Ronald Koeman issued a scathing attack on his own players’ ability after watching his side fall to a 2-1 defeat at home to Olympique Lyonnais. The loss sees Everton rooted to the bottom of their Europa League group, with just one point from three games.
Even their point was a disappointing result at home to Apollon Limassol where they only managed a 2-2 draw in a game they would be expected to win.
It’s the worst start for an English side in the competition, and their chances of qualifying for the knockout stages look slim. But the more worrying thing for the manager and the fans will be the performance of the players and Koeman’s assessment of them.
The club went on a big recruitment drive during the summer, spending close to £150million on new players. So for the manger to be criticising players signed on his watch is a big slight on the way the club is currently run.
If these players are unable to play the football the Dutchman wants at Everton why were they signed in the first place?
One new signing was singled out after the game as a player who might be struggling more than the others. Davy Klaassen arrived from Ajax for £23.6million but has found it difficult to find a role in the team and is in and out of the starting XI as a result.
“The situation of Klaassen is really difficult,” said Koeman.
“I know, I was a good player but I had several moments struggling. If you are struggling with your confidence, you take wrong decisions. He had one shot tonight but there was an open pass to Dominic Calvert-Lewin and it’s one-on-one on the goalkeeper.”
Steve Walsh was hired from Leicester City following their title win to help steer Everton to similar heights. The director of football should be working in line with the manager’s plans, but these latest comments suggest that this isn’t the case.
Klaassen has looked like something of a misfit since arriving as the club and this throws up concerns about whether they really knew what type of player they were signing, or whether they just saw an Ajax No.10 and made assumptions based on that.
The players who best fit the current Everton team are homegrown talents Tom Davies, and the bafflingly unfancied Jonjoe Kenny. Kevin Mirallas has also impressed on his return to the side, while Gylfi Sigurðsson and Nikola Vlasić have the ability to provide but no-one to provide for.
As well as this supposed lack of ability, Koeman also thinks that many of the problems are down to confidence. His side attempted to play out from the back versus Lyon but repeatedly made errors which led to opposition chances.
“On the ball we need to improve.

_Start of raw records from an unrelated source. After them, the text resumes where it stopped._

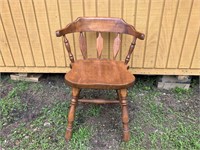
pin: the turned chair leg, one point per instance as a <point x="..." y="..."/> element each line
<point x="125" y="118"/>
<point x="71" y="115"/>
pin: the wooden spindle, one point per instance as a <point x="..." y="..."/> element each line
<point x="99" y="45"/>
<point x="83" y="45"/>
<point x="71" y="57"/>
<point x="116" y="46"/>
<point x="132" y="46"/>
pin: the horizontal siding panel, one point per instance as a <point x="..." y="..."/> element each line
<point x="28" y="42"/>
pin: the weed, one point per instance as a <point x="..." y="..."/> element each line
<point x="11" y="105"/>
<point x="94" y="110"/>
<point x="181" y="93"/>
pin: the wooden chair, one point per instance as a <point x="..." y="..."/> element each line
<point x="97" y="73"/>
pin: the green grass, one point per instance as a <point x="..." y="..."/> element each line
<point x="163" y="131"/>
<point x="11" y="105"/>
<point x="181" y="93"/>
<point x="37" y="135"/>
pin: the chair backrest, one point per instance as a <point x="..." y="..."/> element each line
<point x="99" y="25"/>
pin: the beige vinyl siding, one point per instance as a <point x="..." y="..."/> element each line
<point x="172" y="27"/>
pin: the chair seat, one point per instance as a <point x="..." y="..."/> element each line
<point x="99" y="74"/>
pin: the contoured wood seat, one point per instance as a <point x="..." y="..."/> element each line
<point x="97" y="73"/>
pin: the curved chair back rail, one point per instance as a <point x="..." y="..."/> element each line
<point x="99" y="24"/>
<point x="97" y="73"/>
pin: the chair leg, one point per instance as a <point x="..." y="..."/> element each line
<point x="125" y="118"/>
<point x="71" y="115"/>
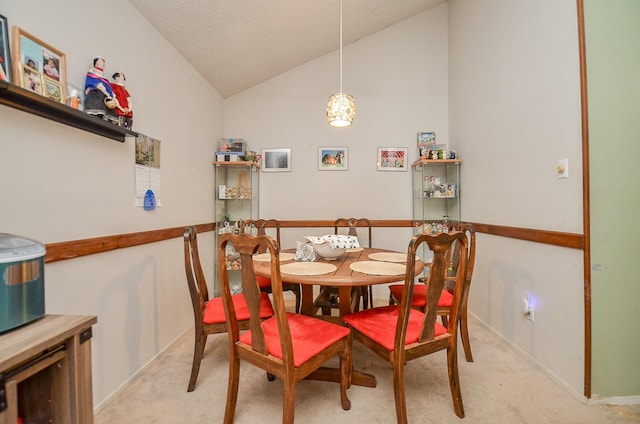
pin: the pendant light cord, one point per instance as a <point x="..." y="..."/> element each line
<point x="341" y="46"/>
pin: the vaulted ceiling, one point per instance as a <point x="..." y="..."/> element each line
<point x="236" y="44"/>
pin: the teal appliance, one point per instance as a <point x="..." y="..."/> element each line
<point x="21" y="281"/>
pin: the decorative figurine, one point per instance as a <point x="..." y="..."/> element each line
<point x="98" y="99"/>
<point x="124" y="110"/>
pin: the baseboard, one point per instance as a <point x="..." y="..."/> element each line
<point x="133" y="377"/>
<point x="614" y="400"/>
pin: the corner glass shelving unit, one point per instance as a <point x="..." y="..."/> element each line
<point x="237" y="187"/>
<point x="436" y="196"/>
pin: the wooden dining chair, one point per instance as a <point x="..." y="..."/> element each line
<point x="444" y="304"/>
<point x="265" y="283"/>
<point x="289" y="346"/>
<point x="208" y="314"/>
<point x="328" y="297"/>
<point x="401" y="333"/>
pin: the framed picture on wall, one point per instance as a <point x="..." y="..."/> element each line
<point x="392" y="159"/>
<point x="276" y="160"/>
<point x="5" y="56"/>
<point x="333" y="158"/>
<point x="32" y="55"/>
<point x="30" y="79"/>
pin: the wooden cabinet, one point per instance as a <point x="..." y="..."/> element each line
<point x="45" y="371"/>
<point x="237" y="188"/>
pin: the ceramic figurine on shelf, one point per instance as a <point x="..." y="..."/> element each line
<point x="124" y="110"/>
<point x="99" y="99"/>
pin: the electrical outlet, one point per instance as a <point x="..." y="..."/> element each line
<point x="527" y="307"/>
<point x="563" y="168"/>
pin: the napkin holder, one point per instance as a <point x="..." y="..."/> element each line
<point x="304" y="252"/>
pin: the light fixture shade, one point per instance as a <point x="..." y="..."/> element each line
<point x="341" y="110"/>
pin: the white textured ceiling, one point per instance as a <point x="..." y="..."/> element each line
<point x="236" y="44"/>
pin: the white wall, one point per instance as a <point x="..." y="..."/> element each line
<point x="60" y="183"/>
<point x="499" y="82"/>
<point x="398" y="78"/>
<point x="515" y="108"/>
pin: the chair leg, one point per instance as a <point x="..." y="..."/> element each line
<point x="445" y="320"/>
<point x="232" y="388"/>
<point x="346" y="366"/>
<point x="289" y="407"/>
<point x="298" y="298"/>
<point x="398" y="391"/>
<point x="454" y="380"/>
<point x="464" y="334"/>
<point x="198" y="352"/>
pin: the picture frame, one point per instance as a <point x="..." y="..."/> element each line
<point x="333" y="158"/>
<point x="393" y="159"/>
<point x="276" y="160"/>
<point x="52" y="89"/>
<point x="5" y="52"/>
<point x="29" y="54"/>
<point x="30" y="79"/>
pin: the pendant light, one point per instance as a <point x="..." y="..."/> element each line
<point x="341" y="108"/>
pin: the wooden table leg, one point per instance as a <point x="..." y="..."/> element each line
<point x="358" y="378"/>
<point x="344" y="295"/>
<point x="306" y="307"/>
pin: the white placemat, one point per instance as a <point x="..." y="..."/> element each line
<point x="307" y="268"/>
<point x="266" y="257"/>
<point x="388" y="256"/>
<point x="378" y="268"/>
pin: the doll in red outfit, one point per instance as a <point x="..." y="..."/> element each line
<point x="124" y="110"/>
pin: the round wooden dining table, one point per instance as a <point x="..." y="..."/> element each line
<point x="377" y="266"/>
<point x="343" y="277"/>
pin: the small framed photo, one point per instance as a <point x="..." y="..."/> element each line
<point x="333" y="158"/>
<point x="276" y="160"/>
<point x="5" y="56"/>
<point x="49" y="62"/>
<point x="392" y="159"/>
<point x="30" y="79"/>
<point x="52" y="89"/>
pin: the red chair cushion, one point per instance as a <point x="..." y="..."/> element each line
<point x="379" y="324"/>
<point x="420" y="295"/>
<point x="263" y="281"/>
<point x="309" y="336"/>
<point x="214" y="311"/>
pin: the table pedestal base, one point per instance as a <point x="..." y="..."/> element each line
<point x="358" y="378"/>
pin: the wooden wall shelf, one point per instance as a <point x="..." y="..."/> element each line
<point x="26" y="101"/>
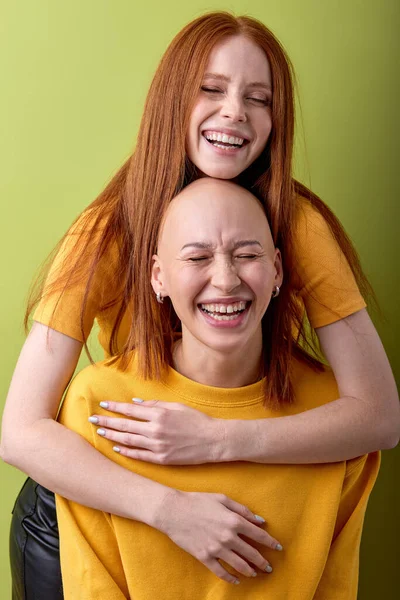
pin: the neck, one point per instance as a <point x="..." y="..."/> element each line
<point x="216" y="368"/>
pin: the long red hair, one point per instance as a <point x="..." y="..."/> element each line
<point x="128" y="212"/>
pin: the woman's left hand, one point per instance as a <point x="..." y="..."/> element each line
<point x="166" y="433"/>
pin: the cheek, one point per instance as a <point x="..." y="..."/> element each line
<point x="263" y="127"/>
<point x="184" y="286"/>
<point x="261" y="280"/>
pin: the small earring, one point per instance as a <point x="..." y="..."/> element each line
<point x="276" y="291"/>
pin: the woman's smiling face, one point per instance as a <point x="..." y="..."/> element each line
<point x="217" y="263"/>
<point x="231" y="121"/>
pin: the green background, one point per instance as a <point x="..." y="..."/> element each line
<point x="74" y="76"/>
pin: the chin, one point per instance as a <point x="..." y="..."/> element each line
<point x="222" y="172"/>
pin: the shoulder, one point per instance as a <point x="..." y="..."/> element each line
<point x="313" y="388"/>
<point x="309" y="222"/>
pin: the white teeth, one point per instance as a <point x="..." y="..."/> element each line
<point x="229" y="309"/>
<point x="215" y="136"/>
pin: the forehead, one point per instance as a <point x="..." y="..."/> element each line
<point x="239" y="56"/>
<point x="218" y="214"/>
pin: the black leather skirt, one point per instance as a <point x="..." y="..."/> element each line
<point x="34" y="545"/>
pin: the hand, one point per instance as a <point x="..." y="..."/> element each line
<point x="210" y="526"/>
<point x="166" y="433"/>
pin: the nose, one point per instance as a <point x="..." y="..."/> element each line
<point x="233" y="108"/>
<point x="225" y="276"/>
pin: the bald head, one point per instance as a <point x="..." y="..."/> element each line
<point x="214" y="209"/>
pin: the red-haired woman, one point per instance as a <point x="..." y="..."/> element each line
<point x="217" y="271"/>
<point x="220" y="104"/>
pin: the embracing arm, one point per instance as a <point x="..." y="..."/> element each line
<point x="208" y="526"/>
<point x="56" y="457"/>
<point x="365" y="418"/>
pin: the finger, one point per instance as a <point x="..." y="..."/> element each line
<point x="216" y="567"/>
<point x="143" y="455"/>
<point x="126" y="439"/>
<point x="238" y="563"/>
<point x="157" y="404"/>
<point x="135" y="411"/>
<point x="252" y="555"/>
<point x="258" y="535"/>
<point x="123" y="425"/>
<point x="242" y="510"/>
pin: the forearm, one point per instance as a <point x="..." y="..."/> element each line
<point x="339" y="430"/>
<point x="67" y="464"/>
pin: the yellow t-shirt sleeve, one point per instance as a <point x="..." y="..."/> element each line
<point x="89" y="553"/>
<point x="61" y="309"/>
<point x="324" y="279"/>
<point x="339" y="580"/>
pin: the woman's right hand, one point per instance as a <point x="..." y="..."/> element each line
<point x="210" y="526"/>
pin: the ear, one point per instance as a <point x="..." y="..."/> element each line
<point x="157" y="276"/>
<point x="278" y="268"/>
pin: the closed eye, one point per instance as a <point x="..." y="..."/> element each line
<point x="211" y="90"/>
<point x="197" y="258"/>
<point x="263" y="101"/>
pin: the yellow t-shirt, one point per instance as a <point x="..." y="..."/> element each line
<point x="315" y="511"/>
<point x="324" y="279"/>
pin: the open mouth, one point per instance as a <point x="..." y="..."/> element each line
<point x="225" y="312"/>
<point x="224" y="141"/>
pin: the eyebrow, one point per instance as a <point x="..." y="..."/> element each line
<point x="208" y="246"/>
<point x="261" y="84"/>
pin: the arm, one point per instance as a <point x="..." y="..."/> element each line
<point x="208" y="526"/>
<point x="365" y="418"/>
<point x="35" y="443"/>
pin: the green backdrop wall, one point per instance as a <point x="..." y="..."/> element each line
<point x="74" y="76"/>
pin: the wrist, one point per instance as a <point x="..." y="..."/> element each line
<point x="241" y="441"/>
<point x="163" y="507"/>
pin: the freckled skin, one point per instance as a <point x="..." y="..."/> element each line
<point x="233" y="103"/>
<point x="217" y="214"/>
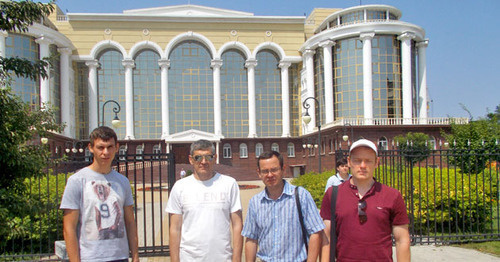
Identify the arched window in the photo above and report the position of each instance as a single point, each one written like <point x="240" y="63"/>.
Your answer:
<point x="226" y="151"/>
<point x="259" y="149"/>
<point x="275" y="147"/>
<point x="147" y="96"/>
<point x="290" y="150"/>
<point x="243" y="150"/>
<point x="122" y="152"/>
<point x="234" y="94"/>
<point x="382" y="143"/>
<point x="190" y="88"/>
<point x="139" y="150"/>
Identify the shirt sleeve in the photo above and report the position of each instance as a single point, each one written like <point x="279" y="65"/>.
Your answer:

We make too many mistakes,” said the manager. “The team is not ready to play from the back. We need to play more direct. The circumstances mean it is better to play more direct, instead of trying to play short. We don’t have this confidence, we don’t have this quality at the moment.
“All the time we played short from back through midfield we had some mistakes, and thanks to our goalkeeper, Jordan, it was only 2-1.”
He also described 20-year-old Mason Holgate‘s foul on Fernando Marçal, which led to a penalty, as “stupid”. In doing so he lumped the youngster in the same category as Klaassen – players he isn't happy with, and whose performances he is now unwilling to depend on regardless of their age or whether they are a new signing trying to settle in. Although he did praise his side's second-half performance.
“I'm disappointed, we had a good start and we made a really stupid foul for the penalty,” added Koeman.
“It was the right decision from the referee to give the penalty, and the performance was under level in first half. The second half was much better. We fought for everything, scored a good goal, created good chances, and were unlucky with a ball hitting the post. In life you need luck, but instead of 2-1 up we went 2-1 down.”
Only so much of this performance can be attributed to bad luck. Signing players which don't fit the desired system isn't bad luck, and missing out on a target man to replace Romelu Lukaku isn't bad luck either.
If the team are to play more direct, who will they aim for up front? They have a good amount of pace in the side but these quicker players are rarely used in the same lineup. If they are, then these direct passes could be played into the channels behind the defence for players to run onto, but there is no-one in the side who can perform the role of a striker who can use their strength and skill to hold up the ball.
This is something they should look to remedy in the next transfer window. But given the money spent this summer, and the one obvious big departure up front, failing to solve this issue at the time may cost Koeman his job, even if the problem isn't solely of his own making.